Originally published in June 2019. For further reading on this topic, see “Archiving to Connect During a Crisis: How We Can Unite to Document COVID-19.”
The websites, tweets, blog posts, Facebook updates, videos, and online articles that we create today constitute the historical record we’ll depend on tomorrow. Without web archiving efforts, how will people in the future understand the time we are living in now?

The U.S. Department of Justice considers presidential tweets to be official statements.
Despite the fact that there is no centralized responsibility for its preservation, web content is rapidly becoming the official record. For example, the National Archives and Records Administration (NARA) stated in 2017 that it considers the President’s tweets to be official government records. In a court case later that year, the United States Department of Justice affirmed that the government treats the President’s tweets as official statements. As more and more of our public officials migrate to social media to connect with constituents and each other, the need for preservation of these official records grows. However, under current legislation, NARA issues records management recommendations and guidelines only. No mandate for the preservation of these public records exists.

The social media site announced that 12 years of photos, videos, and music including nearly 50 million songs from 2003 to 2015 have been lost.
As government records are only a fraction of the content that exists online, we also need to concern ourselves with the numerous companies, non-profit organizations, and individuals that also contribute to the Internet landscape but don’t necessarily take responsibility for preservation. The vast majority of contributors to the digital record are unaware of their roles as historical actors and many simply don’t have the forethought, expertise, or capacity to preserve their online presence. One needs only to look to the substantial loss of content recently reported by MySpace, once the most popular site on the web, to see that this can have dire consequences for the historical record.
This reality certainly contradicts the 21st-century adage that once you post something on the Internet it will be there forever. As a web archivist fighting this uphill battle, I’m in a race against time to preserve online content as the web becomes ever more privatized, complex, and ephemeral. I have often had the experience of selecting a website for preservation only to find that it has disappeared or radically changed before I can capture it. This “moving target” issue is compounded by the widespread use of interactive website components and third-party hosts, like social media platforms and website building templates that do not easily lend themselves to capture. The rise of temporary media like Snapchat stories adds to the challenge.
Since we simply can’t rely on content creators to preserve the digital record, the burden of preserving the web largely falls to the stewards of our collective knowledge – libraries, archives, and museums. The Internet Archive, a non-profit organization that hosts billions of archived web pages, is leading the charge. The group began an ambitious web archiving program in 1996, and the tools it has developed for capturing content and replaying archived pages have been widely adopted. However it would be folly to assume that the Internet Archive is capable of preserving the Internet alone.
In fact, there are many dispersed archivists engaged in capturing online content, but they are taxed. In the 2017 National Digital Stewardship Alliance (NDSA) survey on web archiving these archivists overwhelmingly reported that their institutions are absorbing the additional responsibility of collecting pieces of the web without a corresponding increase in staffing or funding to do so. As a result, web archivists are making tough choices about what is “good enough.”
Because the Internet is so large and the resources of those trying to capture it are so few, many of these organizations use automated tools to capture content on a grand scale. This “set it and forget it” approach was common in the early days of web archiving, as advocates such as the Internet Archive encouraged organizations with limited capabilities to capture something over nothing at all. Now that the field has matured a little, web archivists are realizing the limitations of following that prescription. Much of the content that we thought was captured simply wasn’t. Yet quality assurance is not always possible due to the scale of the project or time, budgetary and/or staffing constraints.

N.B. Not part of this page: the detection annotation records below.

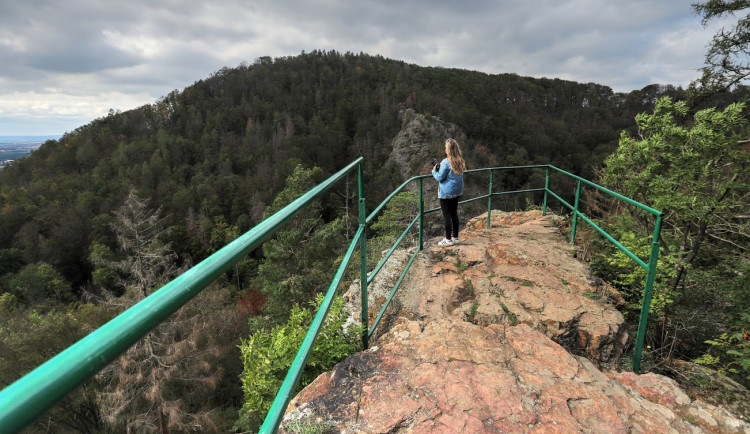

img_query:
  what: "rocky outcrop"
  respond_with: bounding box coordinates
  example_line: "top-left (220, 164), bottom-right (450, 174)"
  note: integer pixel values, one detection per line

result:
top-left (282, 212), bottom-right (750, 433)
top-left (400, 211), bottom-right (627, 365)
top-left (388, 109), bottom-right (466, 179)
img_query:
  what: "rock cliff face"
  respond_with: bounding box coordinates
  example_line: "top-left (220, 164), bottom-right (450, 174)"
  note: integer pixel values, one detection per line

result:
top-left (389, 109), bottom-right (466, 183)
top-left (282, 212), bottom-right (750, 433)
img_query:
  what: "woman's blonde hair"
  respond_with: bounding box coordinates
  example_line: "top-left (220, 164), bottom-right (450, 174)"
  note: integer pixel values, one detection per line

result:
top-left (445, 139), bottom-right (466, 175)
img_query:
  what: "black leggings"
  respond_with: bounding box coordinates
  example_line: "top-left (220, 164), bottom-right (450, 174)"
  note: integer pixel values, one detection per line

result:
top-left (440, 196), bottom-right (461, 240)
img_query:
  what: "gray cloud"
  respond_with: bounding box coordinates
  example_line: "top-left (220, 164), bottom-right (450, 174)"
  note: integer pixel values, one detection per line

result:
top-left (0, 0), bottom-right (728, 135)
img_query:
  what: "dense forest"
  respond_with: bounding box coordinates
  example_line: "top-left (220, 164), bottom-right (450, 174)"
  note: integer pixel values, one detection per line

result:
top-left (0, 51), bottom-right (747, 432)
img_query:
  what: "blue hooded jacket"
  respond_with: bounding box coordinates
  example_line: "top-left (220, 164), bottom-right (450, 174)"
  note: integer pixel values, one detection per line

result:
top-left (432, 158), bottom-right (464, 199)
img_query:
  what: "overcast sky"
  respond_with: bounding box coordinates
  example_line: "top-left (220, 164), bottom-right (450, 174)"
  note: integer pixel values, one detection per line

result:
top-left (0, 0), bottom-right (732, 135)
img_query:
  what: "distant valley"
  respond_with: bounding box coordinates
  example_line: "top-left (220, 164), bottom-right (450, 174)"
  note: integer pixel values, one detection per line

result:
top-left (0, 136), bottom-right (60, 169)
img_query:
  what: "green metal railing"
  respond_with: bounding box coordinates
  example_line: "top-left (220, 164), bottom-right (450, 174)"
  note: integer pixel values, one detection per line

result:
top-left (0, 158), bottom-right (661, 433)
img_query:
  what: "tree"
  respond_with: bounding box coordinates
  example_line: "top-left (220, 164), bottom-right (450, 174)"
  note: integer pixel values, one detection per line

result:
top-left (253, 166), bottom-right (346, 324)
top-left (0, 300), bottom-right (111, 433)
top-left (97, 193), bottom-right (238, 433)
top-left (235, 294), bottom-right (362, 432)
top-left (10, 263), bottom-right (75, 306)
top-left (693, 0), bottom-right (750, 91)
top-left (602, 97), bottom-right (750, 366)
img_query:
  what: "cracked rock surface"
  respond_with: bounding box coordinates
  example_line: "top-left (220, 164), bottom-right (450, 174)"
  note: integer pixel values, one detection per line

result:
top-left (281, 212), bottom-right (750, 433)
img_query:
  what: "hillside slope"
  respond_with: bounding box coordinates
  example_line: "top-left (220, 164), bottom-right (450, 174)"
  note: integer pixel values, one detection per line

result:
top-left (287, 211), bottom-right (750, 433)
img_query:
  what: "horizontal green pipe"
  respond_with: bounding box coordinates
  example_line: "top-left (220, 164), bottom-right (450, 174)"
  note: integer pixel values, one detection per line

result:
top-left (367, 216), bottom-right (419, 285)
top-left (365, 175), bottom-right (420, 224)
top-left (492, 188), bottom-right (544, 196)
top-left (367, 249), bottom-right (419, 339)
top-left (549, 166), bottom-right (661, 216)
top-left (464, 164), bottom-right (549, 173)
top-left (259, 225), bottom-right (365, 433)
top-left (0, 157), bottom-right (362, 432)
top-left (548, 190), bottom-right (648, 271)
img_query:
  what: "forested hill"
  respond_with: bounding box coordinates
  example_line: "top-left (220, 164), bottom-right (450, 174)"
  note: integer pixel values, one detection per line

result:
top-left (0, 51), bottom-right (682, 294)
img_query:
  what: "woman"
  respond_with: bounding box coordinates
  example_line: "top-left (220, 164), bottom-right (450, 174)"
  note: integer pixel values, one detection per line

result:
top-left (432, 139), bottom-right (466, 246)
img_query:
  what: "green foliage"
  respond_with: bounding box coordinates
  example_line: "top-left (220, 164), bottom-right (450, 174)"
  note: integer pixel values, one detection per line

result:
top-left (0, 302), bottom-right (113, 433)
top-left (236, 295), bottom-right (361, 430)
top-left (258, 166), bottom-right (347, 324)
top-left (372, 191), bottom-right (419, 241)
top-left (9, 263), bottom-right (75, 306)
top-left (692, 0), bottom-right (750, 92)
top-left (694, 312), bottom-right (750, 384)
top-left (0, 51), bottom-right (681, 300)
top-left (594, 97), bottom-right (750, 378)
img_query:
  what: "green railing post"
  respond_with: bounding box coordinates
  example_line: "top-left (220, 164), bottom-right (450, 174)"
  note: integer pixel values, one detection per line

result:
top-left (487, 169), bottom-right (493, 229)
top-left (570, 181), bottom-right (581, 244)
top-left (633, 214), bottom-right (662, 374)
top-left (418, 178), bottom-right (424, 250)
top-left (357, 163), bottom-right (369, 349)
top-left (542, 166), bottom-right (549, 215)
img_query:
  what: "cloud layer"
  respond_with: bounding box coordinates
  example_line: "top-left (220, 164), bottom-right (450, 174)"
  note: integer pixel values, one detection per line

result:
top-left (0, 0), bottom-right (720, 135)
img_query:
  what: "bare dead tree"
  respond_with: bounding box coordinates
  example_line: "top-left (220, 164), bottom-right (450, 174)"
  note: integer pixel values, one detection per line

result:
top-left (97, 193), bottom-right (233, 433)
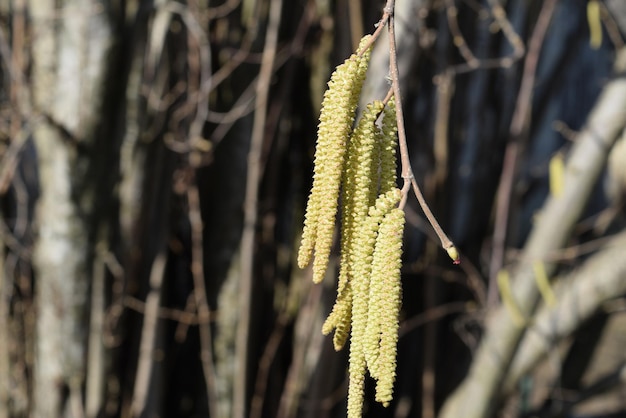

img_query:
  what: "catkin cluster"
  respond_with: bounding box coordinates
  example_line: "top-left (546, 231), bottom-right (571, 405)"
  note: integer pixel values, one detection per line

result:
top-left (298, 36), bottom-right (404, 417)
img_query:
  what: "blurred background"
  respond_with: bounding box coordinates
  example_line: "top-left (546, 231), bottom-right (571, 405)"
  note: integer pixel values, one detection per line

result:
top-left (0, 0), bottom-right (626, 418)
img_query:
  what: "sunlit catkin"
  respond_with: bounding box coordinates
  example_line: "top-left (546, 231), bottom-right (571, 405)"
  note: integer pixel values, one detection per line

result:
top-left (380, 97), bottom-right (398, 193)
top-left (298, 37), bottom-right (370, 283)
top-left (338, 100), bottom-right (383, 292)
top-left (322, 282), bottom-right (352, 351)
top-left (348, 189), bottom-right (401, 418)
top-left (364, 208), bottom-right (404, 406)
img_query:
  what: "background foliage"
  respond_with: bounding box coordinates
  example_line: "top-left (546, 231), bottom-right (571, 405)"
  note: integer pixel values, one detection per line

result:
top-left (0, 0), bottom-right (626, 418)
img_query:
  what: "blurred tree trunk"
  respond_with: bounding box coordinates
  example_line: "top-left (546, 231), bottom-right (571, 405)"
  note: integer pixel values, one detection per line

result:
top-left (28, 0), bottom-right (112, 416)
top-left (0, 0), bottom-right (626, 418)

What can you do to help? Some of the challenges we face in preserving the web could be countered by including web developers in the process. If you manage a website, consider looking at preservation from the beginning. If preservable design was a higher priority, many of the difficulties that web archivists face would be eliminated. Columbia University has published excellent guidelines for making websites more preservable.
Archivists at HAI are actively engaged in the important work of preserving the web. One of our longest-running projects is a collaboration with the National Library of Medicine to capture web content about HIV/AIDS in the early 21st Century. The collection of websites and social media provide an important resource to see how research, treatment, and attitudes toward AIDS evolved over time. Other web archiving projects with NIH are also underway.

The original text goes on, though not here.